The Heidelberg University of Jewish Studies is a place of lively academic debate on all facets of Jewish religion, history, cultures and societies. The proximity to the historical heritage of the Ashkenazi landscape provides impulses for the academic and religious work at the university. However, its interest is always directed towards the whole of Jewish cultures across geographical and temporal spaces: in the past and present, as a self-conscious Judaism, as a diaspora and also in the Land of Israel.

The Heidelberg University of Jewish Studies is open to all students and academics, regardless of origin or religious affiliation. It has a unique dual focus, which is also reflected spatially; the Albert Einstein academic library, with the seminar rooms in between, corresponds to the teaching house, the Beth Midrash; this is the place for religious learning of the basic texts of Judaism with the university rabbi and members of the academic teaching staff. The kosher canteen caters for members of the university; it also offers space for relaxation and socializing.

In the interplay of internal and external perspectives, the university sharpens the view of religion, history, culture and society. Teachers and graduates alike continue to write Jewish history and theology.
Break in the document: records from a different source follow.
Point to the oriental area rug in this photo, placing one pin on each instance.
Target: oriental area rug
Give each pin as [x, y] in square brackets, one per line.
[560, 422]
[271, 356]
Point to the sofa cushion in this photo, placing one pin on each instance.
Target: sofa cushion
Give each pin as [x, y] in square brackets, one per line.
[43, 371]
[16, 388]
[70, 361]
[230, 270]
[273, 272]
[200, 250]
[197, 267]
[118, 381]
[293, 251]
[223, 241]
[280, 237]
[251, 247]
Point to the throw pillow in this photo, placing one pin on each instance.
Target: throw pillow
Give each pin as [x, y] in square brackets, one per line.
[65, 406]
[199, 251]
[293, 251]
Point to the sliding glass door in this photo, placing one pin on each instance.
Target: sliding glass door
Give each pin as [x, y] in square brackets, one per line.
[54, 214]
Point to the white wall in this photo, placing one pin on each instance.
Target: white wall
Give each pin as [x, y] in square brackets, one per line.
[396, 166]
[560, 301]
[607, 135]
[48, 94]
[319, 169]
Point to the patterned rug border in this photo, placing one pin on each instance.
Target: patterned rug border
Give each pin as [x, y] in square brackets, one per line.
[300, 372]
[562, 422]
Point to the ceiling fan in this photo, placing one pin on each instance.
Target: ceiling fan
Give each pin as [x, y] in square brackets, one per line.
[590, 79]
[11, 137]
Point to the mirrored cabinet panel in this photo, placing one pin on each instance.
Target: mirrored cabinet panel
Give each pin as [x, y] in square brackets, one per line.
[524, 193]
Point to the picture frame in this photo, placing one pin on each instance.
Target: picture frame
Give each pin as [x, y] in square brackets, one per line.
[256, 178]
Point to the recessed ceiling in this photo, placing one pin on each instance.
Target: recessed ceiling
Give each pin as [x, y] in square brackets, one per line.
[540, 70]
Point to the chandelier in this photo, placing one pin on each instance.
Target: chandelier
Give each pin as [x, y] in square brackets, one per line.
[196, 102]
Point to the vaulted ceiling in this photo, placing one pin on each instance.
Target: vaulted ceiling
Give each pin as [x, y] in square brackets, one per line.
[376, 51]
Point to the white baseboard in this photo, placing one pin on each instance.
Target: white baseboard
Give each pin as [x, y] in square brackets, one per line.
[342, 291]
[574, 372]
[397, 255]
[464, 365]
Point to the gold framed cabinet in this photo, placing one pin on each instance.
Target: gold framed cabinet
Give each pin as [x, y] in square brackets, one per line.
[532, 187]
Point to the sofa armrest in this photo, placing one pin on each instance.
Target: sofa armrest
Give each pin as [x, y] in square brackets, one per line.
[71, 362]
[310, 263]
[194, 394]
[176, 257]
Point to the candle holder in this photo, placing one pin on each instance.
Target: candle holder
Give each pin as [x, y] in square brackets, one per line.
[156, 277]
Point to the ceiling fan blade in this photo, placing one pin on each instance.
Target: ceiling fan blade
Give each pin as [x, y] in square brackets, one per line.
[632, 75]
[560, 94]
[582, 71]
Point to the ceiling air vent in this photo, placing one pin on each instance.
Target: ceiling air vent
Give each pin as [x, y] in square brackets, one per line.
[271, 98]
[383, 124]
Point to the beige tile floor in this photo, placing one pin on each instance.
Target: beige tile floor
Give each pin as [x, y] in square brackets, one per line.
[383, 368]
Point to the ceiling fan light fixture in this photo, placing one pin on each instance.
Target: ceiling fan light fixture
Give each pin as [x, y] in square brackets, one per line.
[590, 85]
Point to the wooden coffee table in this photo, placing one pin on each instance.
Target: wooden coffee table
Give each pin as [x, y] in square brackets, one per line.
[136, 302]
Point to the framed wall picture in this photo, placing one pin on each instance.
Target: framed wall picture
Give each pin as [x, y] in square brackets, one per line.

As a unique European center of excellence, it thus enables a variety of individual destinations and future perspectives within and outside the Jewish communities of Europe.

As a laboratory of a rapidly changing society, it builds bridges

  • as the largest European location for Jewish Studies in conjunction with the humanities and social sciences in Heidelberg and other cooperation partners

  • as an academic place of teaching and learning for Jewish and non-Jewish students

  • between academia and society

  • between academia and community life in the training of community personnel

  • as a place of dialog between Jews, Christians and Muslims.

Alessandra Arcidiacono (Doktorandin, Romanistik)

There is a positive atmosphere in Heidelberg in every respect: personally thanks to the open-minded and hospitable colleagues and professionally thanks to the nature of the city itself, which allows you to constantly compare yourself with other points of view.